A fines del siglo VI a. C., después de la dictadura de Pisístrato, que puso límites al poder de los aristoi (aristócratas), Atenas inició una forma de vida social inconcebible hasta entonces: todos los ciudadanos, sin diferencia de clase, se reunían en un espacio público, el ágora, y podían debatir qué era lo mejor para su Estado. Luego se votaba. Este derecho inédito se llamó isegoría, la facultad de decir lo que se piensa y argumentarlo, y hoy es uno de los derechos humanos fundamentales: la libertad de expresión. Su origen es occidental y no todas las culturas la valoran o la practican. Se puede objetar que los atenienses no reconocieron como ciudadanos a las mujeres ni a los esclavos, pero no se puede dejar de reconocer que ellos dieron el primer paso en la historia hacia ese ideal que es la democracia. Un ideal que, formalmente al menos, nuestros políticos declaran compartir.
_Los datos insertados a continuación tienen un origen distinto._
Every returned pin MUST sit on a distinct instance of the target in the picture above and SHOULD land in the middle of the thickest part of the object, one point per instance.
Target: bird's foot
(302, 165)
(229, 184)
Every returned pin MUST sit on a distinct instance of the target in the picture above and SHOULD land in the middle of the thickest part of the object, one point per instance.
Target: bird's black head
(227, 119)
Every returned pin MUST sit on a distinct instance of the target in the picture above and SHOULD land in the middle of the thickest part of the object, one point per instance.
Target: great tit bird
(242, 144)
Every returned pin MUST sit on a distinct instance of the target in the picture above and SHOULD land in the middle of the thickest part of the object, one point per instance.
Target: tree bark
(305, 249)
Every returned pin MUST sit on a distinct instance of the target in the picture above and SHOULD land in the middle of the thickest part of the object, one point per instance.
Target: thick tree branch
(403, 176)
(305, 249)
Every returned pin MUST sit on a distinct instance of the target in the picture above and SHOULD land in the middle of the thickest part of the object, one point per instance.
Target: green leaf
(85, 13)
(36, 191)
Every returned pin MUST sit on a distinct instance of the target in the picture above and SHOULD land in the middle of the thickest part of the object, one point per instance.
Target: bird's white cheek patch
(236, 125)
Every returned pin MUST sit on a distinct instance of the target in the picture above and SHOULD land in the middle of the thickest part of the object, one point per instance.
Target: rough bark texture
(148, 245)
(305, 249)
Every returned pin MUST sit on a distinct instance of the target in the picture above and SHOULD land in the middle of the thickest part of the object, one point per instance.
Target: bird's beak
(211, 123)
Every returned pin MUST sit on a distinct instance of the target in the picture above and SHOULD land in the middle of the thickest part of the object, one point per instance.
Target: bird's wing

Pero la libertad de expresión hoy sufre amenazas sutiles. El derecho de decir lo que se piensa deviene inútil si no tenemos libertad de pensamiento. Y aquí surge un grave obstáculo: pensamos sobre la base de la información que tenemos y de nuestra capacidad de comprenderla y juzgarla, es decir, de facultades que hemos desarrollado mediante la educación. Nadie ignora que la pandemia puso de manifiesto la miseria del sistema de salud peruano; nadie quiere ver cuán abismal es la crisis análoga de la educación en todos los niveles. Licenciados y profesores que no entienden lo que leen, o que no pueden comunicarse por escrito, son síntomas de una cultura en crisis. Hoy, sobrepasados por las delusiones de las redes sociales, encontramos en el analfabetismo funcional una de las mayores amenazas, incompatible con una real experiencia de libertad del individuo y la sociedad.
Divorciada de la vida académica, la sociedad civil ignora qué se hace o deshace en las universidades. Veamos un ejemplo. Hace poco una particular, de rango medio y mucha publicidad, decidió que casi todos sus cursos de humanidades se entregaran a los estudiantes en paquetes de videos y lecturas que los estudiantes no entienden. No había clases, ni siquiera virtuales. El examen parcial se resolvía en grupos de cinco y a lo largo de dos días. Esta modalidad parece extenderse entre las universidades menos interesadas en la educación que en la venta de títulos con facilidades para los clientes.